The year 2013 has ushered in 2 new sets of revised response criteria for the spectrum of patients with MPNs—both the European Leukemia Net (ELN) guidelines for patients with PV or those with PV and ET,⁸  as well as the International Working Group for Myeloproliferative Neoplasms Research and Treatment (IWG-MRT) for patients with myelofibrosis.⁹  Both groups revised response criteria (see Table) for ET, PV, and MF, and both groups broke down the potential depth of response to therapy into the categories of complete remission and partial remission, and in myelofibrosis, added a lower tier of response including clinical improvements for anemia, splenomegaly, or symptoms. Both groups identified that achieving these top levels of response were based on marrow histology, blood counts, and symptoms but did not mandate a molecular response. Thus both groups continue to (1) identify that molecular remission or response may be an important end point as our understanding of these diseases evolves and (2) put this into guidance regarding molecular response. Both response guidelines define molecular response as recording analysis in peripheral blood granulocytes, identifying complete response as eradication of a preexisting abnormality, and a partial response with at least 20% mutant allele burden at baseline and at least a 50% decrease in that allele burden.

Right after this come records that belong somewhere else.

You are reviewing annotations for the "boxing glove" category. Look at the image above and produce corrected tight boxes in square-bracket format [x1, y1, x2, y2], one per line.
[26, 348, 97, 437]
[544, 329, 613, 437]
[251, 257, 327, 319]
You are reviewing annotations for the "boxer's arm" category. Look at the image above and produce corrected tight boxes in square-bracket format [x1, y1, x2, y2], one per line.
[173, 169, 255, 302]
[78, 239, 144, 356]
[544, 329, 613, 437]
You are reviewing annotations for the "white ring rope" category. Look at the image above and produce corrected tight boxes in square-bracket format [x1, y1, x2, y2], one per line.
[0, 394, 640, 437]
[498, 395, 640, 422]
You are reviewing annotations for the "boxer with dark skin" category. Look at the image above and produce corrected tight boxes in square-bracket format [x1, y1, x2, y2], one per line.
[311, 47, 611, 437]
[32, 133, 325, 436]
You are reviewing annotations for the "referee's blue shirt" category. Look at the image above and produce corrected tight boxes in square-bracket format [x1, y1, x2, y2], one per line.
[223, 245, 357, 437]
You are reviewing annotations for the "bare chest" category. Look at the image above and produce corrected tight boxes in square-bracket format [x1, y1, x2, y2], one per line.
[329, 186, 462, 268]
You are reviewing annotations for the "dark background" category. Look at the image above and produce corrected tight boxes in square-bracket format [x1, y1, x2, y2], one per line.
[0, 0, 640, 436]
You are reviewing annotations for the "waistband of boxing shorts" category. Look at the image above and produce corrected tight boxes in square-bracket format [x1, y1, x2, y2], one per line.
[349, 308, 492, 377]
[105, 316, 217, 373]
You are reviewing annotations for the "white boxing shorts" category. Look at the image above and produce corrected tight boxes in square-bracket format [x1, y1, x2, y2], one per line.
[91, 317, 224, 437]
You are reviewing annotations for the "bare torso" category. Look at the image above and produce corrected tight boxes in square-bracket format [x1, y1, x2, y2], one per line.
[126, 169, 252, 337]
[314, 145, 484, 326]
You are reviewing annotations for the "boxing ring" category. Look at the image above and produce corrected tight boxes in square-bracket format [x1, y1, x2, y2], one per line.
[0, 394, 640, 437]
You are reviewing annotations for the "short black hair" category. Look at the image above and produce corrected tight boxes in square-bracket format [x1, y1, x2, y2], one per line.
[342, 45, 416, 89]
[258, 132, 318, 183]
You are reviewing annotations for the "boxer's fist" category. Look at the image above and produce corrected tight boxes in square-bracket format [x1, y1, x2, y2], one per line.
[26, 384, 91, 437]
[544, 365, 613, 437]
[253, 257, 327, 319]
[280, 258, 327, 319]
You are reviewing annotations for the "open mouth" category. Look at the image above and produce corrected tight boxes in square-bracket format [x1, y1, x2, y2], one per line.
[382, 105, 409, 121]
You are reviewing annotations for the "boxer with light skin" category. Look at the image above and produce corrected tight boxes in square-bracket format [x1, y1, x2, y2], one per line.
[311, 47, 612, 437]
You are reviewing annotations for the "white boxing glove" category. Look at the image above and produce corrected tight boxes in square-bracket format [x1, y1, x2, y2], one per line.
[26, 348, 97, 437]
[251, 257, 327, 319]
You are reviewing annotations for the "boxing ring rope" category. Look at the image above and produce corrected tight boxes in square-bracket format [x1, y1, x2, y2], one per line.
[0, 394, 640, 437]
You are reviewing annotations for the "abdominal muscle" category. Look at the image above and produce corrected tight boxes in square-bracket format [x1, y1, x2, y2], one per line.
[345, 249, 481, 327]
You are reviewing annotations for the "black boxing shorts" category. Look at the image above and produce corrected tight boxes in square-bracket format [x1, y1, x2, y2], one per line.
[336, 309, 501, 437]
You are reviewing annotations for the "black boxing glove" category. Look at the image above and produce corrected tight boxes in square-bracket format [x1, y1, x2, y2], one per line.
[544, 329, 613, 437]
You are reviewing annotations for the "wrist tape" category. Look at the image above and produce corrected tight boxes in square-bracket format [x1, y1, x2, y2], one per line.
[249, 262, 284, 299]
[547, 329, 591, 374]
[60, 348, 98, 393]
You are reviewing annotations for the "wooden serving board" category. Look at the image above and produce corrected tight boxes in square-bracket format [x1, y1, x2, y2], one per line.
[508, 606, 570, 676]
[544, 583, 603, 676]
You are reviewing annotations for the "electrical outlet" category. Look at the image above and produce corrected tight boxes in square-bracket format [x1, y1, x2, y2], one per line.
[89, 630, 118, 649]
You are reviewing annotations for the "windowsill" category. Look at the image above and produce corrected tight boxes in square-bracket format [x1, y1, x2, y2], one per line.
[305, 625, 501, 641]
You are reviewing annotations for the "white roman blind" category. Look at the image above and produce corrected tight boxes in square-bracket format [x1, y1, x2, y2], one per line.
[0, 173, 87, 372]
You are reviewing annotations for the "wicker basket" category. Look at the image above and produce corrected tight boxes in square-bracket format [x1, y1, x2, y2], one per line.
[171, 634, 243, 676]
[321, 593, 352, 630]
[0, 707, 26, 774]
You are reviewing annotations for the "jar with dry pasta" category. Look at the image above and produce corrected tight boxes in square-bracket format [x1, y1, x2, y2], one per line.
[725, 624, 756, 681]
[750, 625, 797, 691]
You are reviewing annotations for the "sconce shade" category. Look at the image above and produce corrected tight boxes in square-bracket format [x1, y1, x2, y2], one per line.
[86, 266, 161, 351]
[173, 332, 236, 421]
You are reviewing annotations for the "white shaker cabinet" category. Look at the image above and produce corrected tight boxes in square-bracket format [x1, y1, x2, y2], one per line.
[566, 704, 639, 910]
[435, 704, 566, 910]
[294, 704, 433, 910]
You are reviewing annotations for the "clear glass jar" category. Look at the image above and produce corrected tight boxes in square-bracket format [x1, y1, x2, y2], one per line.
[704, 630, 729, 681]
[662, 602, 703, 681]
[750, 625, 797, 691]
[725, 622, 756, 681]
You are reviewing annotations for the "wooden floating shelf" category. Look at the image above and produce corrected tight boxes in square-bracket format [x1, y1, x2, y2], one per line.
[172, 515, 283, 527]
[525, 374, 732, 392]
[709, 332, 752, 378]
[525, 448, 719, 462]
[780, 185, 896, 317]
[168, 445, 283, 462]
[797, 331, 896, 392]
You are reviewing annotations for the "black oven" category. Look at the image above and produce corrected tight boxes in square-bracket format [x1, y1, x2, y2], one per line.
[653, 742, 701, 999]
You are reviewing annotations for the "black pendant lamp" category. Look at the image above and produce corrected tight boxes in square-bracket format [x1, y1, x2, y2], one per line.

The article by Takahashi and colleagues is impactful because it helps validate the decision of both sets of response criteria that focus on peripheral blood analysis for the assessment of the JAK2 V617F allele burden. The quality demonstration in a high number of samples across MPNs demonstrating the interchangeable nature of measuring allele burden in blood and bone marrow will be very helpful in clinical trials moving forward, as well as potentially clinical practice as we further validate the impact that reduction in allele burden is helpful. In addition, it helps validate the practice even today of monitoring the JAK2 V617F allele burden in patients post stem cell transplantation in terms of monitoring for both response and relapse. As the current clinical trials of MPNs are evolving from single agent to combination strategies, the ability to dynamically follow allele burden in the course of these trials through the peripheral blood is an important advancement. Whether in the future monitoring the lower prevalence MPN molecular mutations will be helpful in assessment of therapeutic response remains a question to be answered.

Funding was received from Incyte, Lilly, Genentech, Gilead, NS Pharma, Sanofi, Promedior, and CTI.